En surveillance au bord de l’eau depuis cinq minutes, je vois un homme nager bizarrement, une sorte de crawl sur le côté. Cela m’interpelle, mais ses bras tournent normalement et je n’observe aucun signe de détresse ni de panique. De plus, il continue à nager parallèlement à la côte et ne revient pas vers la plage. Je garde tout de même une attention accrue afin d’être sûre que sa tête reste suffisamment hors de l’eau, tout en me déplaçant en même temps que lui.
Bien m’en prend, car, quelques secondes après, le rythme de ses bras diminue, puis le nageur se retourne sur le ventre. En quelques millisecondes, je réalise qu’il est inconscient et qu’il risque la noyade. Intérieurement, je me dis : « Là, il faut que j’y aille ! » J’alerte par radio mon collègue, Baptiste Guillaumie, et je me précipite dans l’eau en tee-shirt et en casquette, avec mon rescue tube [NDLR : bouée de sauvetage en mousse].
Je suis tellement concentrée que le temps semble s’être arrêté. Après un sprint d’une quinzaine de mètres, je saisis la personne et garde sa tête contre moi à la surface. Elle est toujours inanimée. Je la sors de l’eau et, avec l’appui de témoins, la remonte sur le sable. Une dame me propose son assistance et je lui demande d’appeler le SAMU immédiatement. Après avoir constaté que la victime ne respire plus, je me lance dans une réanimation, aidée par une femme médecin présente sur les lieux. Un autre témoin tient la tête de la victime.
À chaque fois que j’appuie sur la cage thoracique de l’homme, de l’eau s’échappe en grande quantité de sa bouche. Mais je ne me réjouis pas, car je sais qu’il a besoin d’oxygène. Heureusement, malgré une radio défectueuse, Baptiste a saisi l’urgence de mon message. Il affale immédiatement le drapeau – ce qui signale l’arrêt de la surveillance –, puis me rejoint avec le matériel adéquat. Lorsqu’il arrive, nous posons le défibrillateur sur la victime. L’appareil nous indique qu’un choc électrique n’est pas nécessaire. Nous continuons donc le massage cardiaque. Quelques minutes après, soulagement : la victime recommence à respirer par elle-même ! J’arrête le massage.

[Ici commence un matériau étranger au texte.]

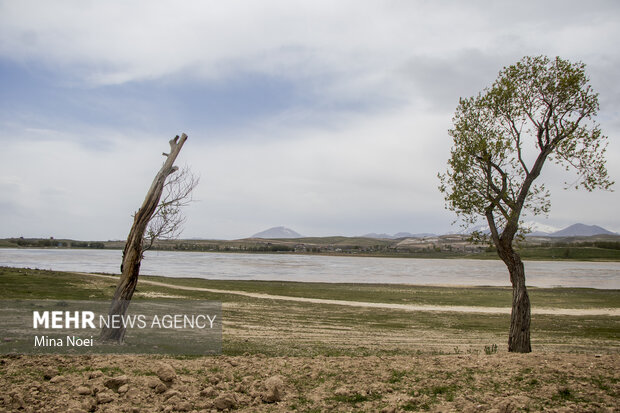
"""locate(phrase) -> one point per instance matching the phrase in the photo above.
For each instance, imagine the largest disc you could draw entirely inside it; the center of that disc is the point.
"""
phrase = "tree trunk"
(520, 317)
(132, 254)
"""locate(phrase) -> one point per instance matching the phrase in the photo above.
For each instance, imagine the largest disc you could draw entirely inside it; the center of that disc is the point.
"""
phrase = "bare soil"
(405, 307)
(498, 382)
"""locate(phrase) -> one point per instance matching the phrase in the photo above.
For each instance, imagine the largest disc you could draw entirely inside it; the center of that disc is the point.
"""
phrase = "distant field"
(594, 248)
(326, 357)
(272, 327)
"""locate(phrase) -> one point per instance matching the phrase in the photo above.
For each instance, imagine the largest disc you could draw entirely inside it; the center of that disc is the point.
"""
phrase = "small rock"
(93, 374)
(274, 390)
(104, 397)
(170, 393)
(57, 379)
(208, 392)
(183, 406)
(225, 401)
(160, 387)
(342, 391)
(152, 382)
(166, 373)
(83, 390)
(115, 382)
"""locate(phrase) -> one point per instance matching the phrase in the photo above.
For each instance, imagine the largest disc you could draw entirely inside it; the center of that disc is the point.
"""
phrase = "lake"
(314, 268)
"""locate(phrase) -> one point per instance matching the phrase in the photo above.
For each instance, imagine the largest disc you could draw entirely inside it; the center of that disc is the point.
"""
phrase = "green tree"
(537, 110)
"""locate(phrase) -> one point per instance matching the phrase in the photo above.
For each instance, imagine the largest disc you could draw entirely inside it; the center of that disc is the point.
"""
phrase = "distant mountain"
(277, 232)
(397, 235)
(581, 230)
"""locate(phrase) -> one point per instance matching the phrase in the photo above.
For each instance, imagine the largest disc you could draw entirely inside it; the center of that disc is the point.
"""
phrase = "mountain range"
(277, 232)
(575, 230)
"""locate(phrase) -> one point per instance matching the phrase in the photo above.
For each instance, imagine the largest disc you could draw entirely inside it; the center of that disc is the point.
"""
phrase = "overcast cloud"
(326, 117)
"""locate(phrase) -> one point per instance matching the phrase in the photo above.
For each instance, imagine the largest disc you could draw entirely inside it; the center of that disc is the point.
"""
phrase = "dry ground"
(254, 383)
(290, 355)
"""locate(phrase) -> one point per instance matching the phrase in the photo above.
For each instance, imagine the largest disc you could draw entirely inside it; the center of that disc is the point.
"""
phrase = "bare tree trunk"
(520, 317)
(132, 255)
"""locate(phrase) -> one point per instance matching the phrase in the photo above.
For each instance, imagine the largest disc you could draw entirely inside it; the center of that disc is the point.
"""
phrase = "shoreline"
(433, 308)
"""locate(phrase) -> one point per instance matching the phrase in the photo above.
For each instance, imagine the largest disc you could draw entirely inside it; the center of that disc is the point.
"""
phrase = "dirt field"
(447, 383)
(318, 355)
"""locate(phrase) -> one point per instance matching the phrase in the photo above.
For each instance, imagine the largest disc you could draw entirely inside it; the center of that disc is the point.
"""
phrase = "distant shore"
(592, 248)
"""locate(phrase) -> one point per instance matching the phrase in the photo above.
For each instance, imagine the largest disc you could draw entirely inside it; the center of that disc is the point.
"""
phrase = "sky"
(327, 117)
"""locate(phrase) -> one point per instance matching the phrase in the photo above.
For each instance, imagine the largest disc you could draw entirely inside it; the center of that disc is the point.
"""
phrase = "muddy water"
(285, 267)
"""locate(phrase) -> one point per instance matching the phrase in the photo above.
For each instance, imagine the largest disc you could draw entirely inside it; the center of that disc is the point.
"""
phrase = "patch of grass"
(397, 376)
(355, 398)
(492, 349)
(564, 394)
(138, 372)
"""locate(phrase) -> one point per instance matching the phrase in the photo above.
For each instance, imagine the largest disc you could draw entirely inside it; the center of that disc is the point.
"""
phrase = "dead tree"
(135, 246)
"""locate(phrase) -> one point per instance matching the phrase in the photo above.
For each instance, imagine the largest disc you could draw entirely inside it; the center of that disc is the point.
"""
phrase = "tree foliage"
(538, 109)
(168, 219)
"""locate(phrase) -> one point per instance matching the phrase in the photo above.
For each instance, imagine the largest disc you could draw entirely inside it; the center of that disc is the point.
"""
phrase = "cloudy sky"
(328, 117)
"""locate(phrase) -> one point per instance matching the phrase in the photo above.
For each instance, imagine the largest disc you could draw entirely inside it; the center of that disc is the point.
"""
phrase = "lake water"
(285, 267)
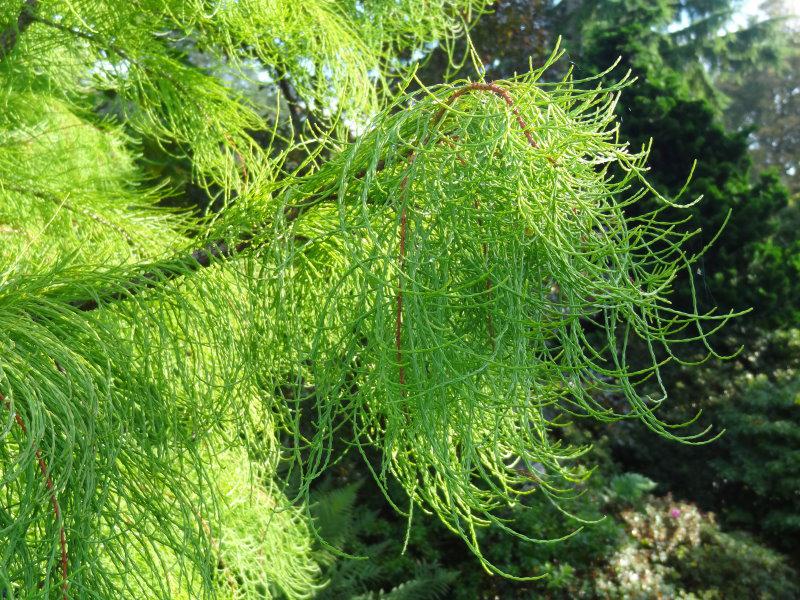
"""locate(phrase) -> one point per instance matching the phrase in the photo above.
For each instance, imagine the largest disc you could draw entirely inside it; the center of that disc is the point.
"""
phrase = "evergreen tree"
(423, 279)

Sa femme est à côté, sidérée
Mais le taux en oxygène dans le sang est toujours très bas. Nous continuons à l’oxygéner avec l’aide des pompiers venus en renfort. Nous l’entendons à présent geindre. Petit à petit, je comprends que la situation s’améliore. Cela nous motive, nous encourageons l’homme au maximum en espérant qu’il reprenne connaissance. Sa femme est à côté, sidérée. Elle ne réalise pas ce qu’il se passe. Je la rassure en lui indiquant que son mari semble se rétablir, même si je sais que le pronostic vital est probablement toujours engagé.
Lorsque le SMUR – équipe mobile du SAMU – arrive, nous entendons la victime marmonner quelque chose. Puis elle revient suffisamment à elle pour nous parler. Elle répond à nos questions ! Je manque de m’effondrer de soulagement et de joie, mais l’adrénaline fait que je reste concentrée. Des gendarmes et mon collègue ont écarté la foule, ce qui permet au véhicule tout terrain des pompiers de nous rejoindre malgré le sable mou. L’homme est ensuite transféré dans une ambulance, puis conduit dans un service réanimation.